Be that as it may, I am an unabashed Hemingway freak. I was force fed THE OLD MAN AND THE SEA in high school, soon after it was released, and I was not much impressed. I read SNOWS OF KILIMANJARO and THE SHORT HAPPY LIFE OF FRANCIS MACOMBER right after Hemingway suicided and began to think that I was missing something by reading so much Ian Fleming instead of Hemingway. It wasn't until 1969, when I found myself captured by his COLLECTED SHORT STORIES and FOR WHOM THE BELL TOLLS (my favorite Hemingway reads), that I found myself strung-out like a dog on his work. Carlos Baker and your big book on the man be damned, Hemingway still has my vote for American Author of the Century. I wish that TRUE AT FIRST LIGHT was representative of his better works, and it's not.
Wordman epined on the book a few weeks ago and we have been corresponding about his review and my views of the book. Wordman makes reference to Hemingway's later works as weaker than his early stuff, and I disagree as THE OLD MAN AND THE SEA was a later work and some folks thought that one was really good, big prize quality. At this moment I find myself more in agreement with Wordman than I'd like to be.

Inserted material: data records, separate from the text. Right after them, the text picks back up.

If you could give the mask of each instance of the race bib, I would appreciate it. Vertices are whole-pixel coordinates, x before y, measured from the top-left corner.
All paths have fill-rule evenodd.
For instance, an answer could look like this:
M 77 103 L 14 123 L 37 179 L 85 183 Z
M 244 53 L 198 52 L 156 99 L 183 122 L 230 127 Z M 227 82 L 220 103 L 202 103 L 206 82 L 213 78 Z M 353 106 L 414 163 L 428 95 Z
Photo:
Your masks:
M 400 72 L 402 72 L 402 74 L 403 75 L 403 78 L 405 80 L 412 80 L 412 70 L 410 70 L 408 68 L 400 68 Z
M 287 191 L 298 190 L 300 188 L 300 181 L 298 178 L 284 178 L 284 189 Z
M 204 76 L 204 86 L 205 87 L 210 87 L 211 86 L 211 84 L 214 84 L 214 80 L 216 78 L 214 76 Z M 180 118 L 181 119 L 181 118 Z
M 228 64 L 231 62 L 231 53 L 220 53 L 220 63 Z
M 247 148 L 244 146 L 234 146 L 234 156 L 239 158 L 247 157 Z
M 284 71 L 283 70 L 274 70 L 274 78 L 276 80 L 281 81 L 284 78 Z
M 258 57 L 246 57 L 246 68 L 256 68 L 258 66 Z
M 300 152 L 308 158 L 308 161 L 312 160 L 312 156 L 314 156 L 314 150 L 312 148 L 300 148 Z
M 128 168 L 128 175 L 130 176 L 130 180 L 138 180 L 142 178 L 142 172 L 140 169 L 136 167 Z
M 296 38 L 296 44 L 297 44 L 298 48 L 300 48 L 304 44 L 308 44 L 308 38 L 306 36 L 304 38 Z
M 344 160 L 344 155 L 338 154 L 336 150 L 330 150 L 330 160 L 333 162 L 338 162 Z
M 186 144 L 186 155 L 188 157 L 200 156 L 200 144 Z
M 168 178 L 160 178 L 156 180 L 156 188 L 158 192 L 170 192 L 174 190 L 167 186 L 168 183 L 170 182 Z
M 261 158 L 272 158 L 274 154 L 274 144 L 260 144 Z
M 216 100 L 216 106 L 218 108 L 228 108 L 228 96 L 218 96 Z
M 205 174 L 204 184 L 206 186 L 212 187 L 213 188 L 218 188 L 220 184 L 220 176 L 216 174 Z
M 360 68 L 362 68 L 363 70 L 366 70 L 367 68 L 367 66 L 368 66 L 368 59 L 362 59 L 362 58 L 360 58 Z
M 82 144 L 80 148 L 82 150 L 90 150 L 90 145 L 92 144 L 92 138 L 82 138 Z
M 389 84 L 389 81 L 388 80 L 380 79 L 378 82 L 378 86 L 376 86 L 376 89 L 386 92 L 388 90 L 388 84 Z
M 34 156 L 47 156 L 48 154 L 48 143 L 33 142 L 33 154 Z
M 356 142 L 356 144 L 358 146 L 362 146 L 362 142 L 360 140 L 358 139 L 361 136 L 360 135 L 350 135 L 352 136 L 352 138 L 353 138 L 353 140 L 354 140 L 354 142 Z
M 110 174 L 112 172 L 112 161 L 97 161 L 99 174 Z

TRUE AT FIRST LIGHT describes Hemingway's idea that things are seen in their purest form early on in the process, that time changes and distorts things. Hemingway is finding this metaphor sadly true with the Africa of the mid-fifties, his relationship with his wife Mary, and with his African lady friend, Debba; all are changing from what they were when he first knew them. He gives short-shrift to Africa's need for self determination, his wife's growing and maturing and, finally, his relationship with Debba withers for lack of nurture. He resorts to using a line from the past, "Love is a movable feast."
Hemingway, when asked by Fitzgerald to describe his philosophical position, said that he was an Ethical Hedonist. Well, I adopted that for a while and I couldn't make it work, and neither could Hemingway and it's an obvious failure in this book. Hemingway tries to make the position work with his relationships with Mary and Debba and fails. He tries to make it work with the major players on the safari, Keiti, Mthuka and Ngui and they all end up tolerating his boorishness and protecting him from consequence.
But, at the end of all this drivel I've written about the book, there are some genuine nuggets of mother lode Hemingway nestling among the book's three hundred and eleven (311) pages. There are individual sentences that are "truly written" to use his words. There are paragraphs that resonate with tone and meter and have me counting, like listening to jazz that I understand, wondering how he's going to get it back to the melody line on time. And he does it. He writes better about Africa in the pre Mau-mau period than any white writer I know, including Ruark. His descriptions of animals and weather and scenery are clear and remind me of why I love the man's writings.
Patrick, his son, could have left this manuscript alone. If anyone had the right to publish it, I think that Mary should have gotten the nod. She certainly put up with a dreadful time during his last years, after Cuba. But Patrick brought it out and I bought it and I'm taking time to write this epinion, my first. If you like Hemingway, then, of course, get on Amazon and buy it for $18. If you are looking for a Hemingway book to read, I'd suggest that you try his collected short stories or some early stuff or THE OLD MAN AND THE SEA. I enjoyed this book, parts of it touched me as only Hemingway has been able to do, but I find it difficult to recommend it to you, unless you love Hemingway.